In 2018, ACMS was looking to appoint an internationally recognised migration scholar to become part of the centre’s leadership team. Congratulations to Professor Jo Vearey who has been appointed as Associate Professor in Human Mobility and Migration in the Global South and Director. Jo brings with her extensive experience in academic scholarship and postgraduate supervision, institutional development (including fundraising), project management, and the translation of academic research into popular media and policy processes.
Jo holds an Honorary Fellowship with the School of Social and Political Science at the University of Edinburgh, and a Senior Fellowship at the Centre for Peace, Development and Democracy at the University of Massachusetts, Boston. In 2015, Jo was awarded a Humanities and Social Science Wellcome Trust Investigator Award. Jo coordinates the Migration and Health Project Southern Africa (maHp). Involving a series of unique research and public engagement projects, maHp aims to explore (and evaluate) ways to generate and communicate knowledge in order to improve responses to migration, health and well-being in the SADC region.

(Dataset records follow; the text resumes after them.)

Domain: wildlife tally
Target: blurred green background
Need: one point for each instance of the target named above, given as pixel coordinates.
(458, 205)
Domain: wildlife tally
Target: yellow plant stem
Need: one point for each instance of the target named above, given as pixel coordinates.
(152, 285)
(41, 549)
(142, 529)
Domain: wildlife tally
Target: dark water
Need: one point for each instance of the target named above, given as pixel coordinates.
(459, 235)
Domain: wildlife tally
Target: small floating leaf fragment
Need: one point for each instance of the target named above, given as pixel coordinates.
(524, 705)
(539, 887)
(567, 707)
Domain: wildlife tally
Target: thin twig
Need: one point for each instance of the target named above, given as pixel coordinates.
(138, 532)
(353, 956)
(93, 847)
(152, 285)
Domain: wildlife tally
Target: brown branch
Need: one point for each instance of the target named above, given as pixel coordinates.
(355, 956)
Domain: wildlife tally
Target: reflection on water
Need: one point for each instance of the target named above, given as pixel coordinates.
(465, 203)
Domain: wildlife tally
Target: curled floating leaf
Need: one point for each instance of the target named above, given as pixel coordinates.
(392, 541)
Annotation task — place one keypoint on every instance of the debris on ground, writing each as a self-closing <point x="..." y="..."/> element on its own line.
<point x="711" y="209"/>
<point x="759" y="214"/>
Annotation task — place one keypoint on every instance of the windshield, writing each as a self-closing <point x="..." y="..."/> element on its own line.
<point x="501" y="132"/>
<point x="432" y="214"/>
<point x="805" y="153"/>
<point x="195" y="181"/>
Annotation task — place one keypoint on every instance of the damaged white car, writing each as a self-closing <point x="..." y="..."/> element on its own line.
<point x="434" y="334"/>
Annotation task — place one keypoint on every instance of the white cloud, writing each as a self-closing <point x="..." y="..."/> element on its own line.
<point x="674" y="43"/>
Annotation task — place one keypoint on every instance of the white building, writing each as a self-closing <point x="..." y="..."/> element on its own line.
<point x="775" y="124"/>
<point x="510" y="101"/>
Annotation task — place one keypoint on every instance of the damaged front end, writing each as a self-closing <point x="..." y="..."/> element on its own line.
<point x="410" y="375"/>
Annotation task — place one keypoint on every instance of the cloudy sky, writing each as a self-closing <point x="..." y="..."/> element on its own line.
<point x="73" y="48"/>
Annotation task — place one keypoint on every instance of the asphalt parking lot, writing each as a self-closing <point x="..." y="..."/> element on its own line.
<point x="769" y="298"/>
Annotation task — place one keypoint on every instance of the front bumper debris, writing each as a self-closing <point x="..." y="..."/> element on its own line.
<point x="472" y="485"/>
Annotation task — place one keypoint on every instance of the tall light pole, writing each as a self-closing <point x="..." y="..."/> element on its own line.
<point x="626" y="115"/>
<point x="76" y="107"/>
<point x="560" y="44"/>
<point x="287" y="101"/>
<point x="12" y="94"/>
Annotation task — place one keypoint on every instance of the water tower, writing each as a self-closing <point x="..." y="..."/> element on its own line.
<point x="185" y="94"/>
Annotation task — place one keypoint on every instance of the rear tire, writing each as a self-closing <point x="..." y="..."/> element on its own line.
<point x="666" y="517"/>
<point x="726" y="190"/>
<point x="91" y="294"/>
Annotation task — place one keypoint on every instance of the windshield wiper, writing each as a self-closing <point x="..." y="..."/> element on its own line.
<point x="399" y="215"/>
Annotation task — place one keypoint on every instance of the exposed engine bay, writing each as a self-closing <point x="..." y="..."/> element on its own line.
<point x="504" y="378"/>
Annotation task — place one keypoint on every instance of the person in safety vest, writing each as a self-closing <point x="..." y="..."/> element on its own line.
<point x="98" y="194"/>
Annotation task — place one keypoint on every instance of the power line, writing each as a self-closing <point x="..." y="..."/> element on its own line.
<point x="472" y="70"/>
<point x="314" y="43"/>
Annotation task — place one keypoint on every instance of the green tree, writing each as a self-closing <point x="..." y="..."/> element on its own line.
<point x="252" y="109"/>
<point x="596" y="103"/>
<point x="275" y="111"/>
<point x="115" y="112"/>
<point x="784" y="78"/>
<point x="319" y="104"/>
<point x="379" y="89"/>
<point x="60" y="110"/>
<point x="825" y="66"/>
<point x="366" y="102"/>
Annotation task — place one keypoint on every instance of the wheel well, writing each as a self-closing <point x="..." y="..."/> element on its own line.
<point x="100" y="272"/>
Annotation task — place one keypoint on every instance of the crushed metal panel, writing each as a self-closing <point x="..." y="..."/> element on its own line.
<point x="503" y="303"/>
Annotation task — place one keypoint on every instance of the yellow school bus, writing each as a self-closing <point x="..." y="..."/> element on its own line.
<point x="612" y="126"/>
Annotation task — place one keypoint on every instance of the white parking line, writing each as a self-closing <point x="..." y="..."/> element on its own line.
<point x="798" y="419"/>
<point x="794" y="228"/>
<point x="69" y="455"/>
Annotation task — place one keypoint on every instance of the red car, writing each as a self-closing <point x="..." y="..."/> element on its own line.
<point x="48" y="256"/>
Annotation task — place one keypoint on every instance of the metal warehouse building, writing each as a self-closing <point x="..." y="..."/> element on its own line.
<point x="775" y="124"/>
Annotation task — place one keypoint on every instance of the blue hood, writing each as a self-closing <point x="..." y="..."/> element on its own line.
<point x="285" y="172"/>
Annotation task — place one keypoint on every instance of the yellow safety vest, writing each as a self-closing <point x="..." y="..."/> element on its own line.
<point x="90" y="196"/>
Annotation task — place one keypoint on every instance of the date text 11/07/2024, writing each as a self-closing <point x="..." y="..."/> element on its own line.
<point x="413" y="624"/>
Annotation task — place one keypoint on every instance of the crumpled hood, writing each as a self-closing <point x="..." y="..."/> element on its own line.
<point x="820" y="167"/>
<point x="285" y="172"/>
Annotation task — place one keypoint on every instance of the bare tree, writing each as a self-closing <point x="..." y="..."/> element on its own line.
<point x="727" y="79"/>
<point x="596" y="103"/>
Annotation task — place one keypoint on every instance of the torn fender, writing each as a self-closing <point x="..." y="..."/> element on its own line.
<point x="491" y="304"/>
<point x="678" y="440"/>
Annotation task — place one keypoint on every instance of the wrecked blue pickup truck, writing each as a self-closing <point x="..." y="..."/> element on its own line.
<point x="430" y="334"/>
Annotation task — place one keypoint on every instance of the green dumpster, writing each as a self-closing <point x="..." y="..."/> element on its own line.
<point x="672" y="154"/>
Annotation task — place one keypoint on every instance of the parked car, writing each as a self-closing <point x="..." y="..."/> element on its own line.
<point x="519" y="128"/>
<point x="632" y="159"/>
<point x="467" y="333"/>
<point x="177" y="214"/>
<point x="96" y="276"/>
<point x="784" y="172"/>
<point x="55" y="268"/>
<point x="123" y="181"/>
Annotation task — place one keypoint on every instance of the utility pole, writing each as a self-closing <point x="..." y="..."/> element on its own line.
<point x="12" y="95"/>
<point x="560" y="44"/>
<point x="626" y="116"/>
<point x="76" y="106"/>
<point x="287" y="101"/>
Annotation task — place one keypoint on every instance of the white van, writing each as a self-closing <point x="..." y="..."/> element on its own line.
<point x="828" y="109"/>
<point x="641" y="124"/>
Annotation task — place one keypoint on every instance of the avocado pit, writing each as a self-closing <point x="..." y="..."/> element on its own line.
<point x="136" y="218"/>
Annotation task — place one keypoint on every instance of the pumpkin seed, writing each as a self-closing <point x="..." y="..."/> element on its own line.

Jo holds a MSc in the Control of Infectious Diseases (LSHTM, 2003), a PhD in Public Health (Wits, 2010), and has been rated by the National Research Foundation. In 2014, 2015 and 2016, Jo received a Friedel Sellschop Award from the University of the Witwatersrand for outstanding young researchers. She was a Marie Curie Research Fellow in 2013, at the UNESCO Chair on Social and Spatial Inclusion of Migrants, University of Venice (SSIM-IUAV), Venice, Italy.
With a commitment to social justice and the development of pro-poor policy responses, Jo’s research explores international, regional, national and local responses to migration, health, and urban vulnerabilities. Her research interests focus on urban health, public health, migration and health, the social determinants of health, HIV, informal settlements and sex work. Jo is particularly interested in knowledge production, dissemination and utilisation including the use of visual and arts-based methodologies.
We wish her all the best as she takes on this leading role at ACMS!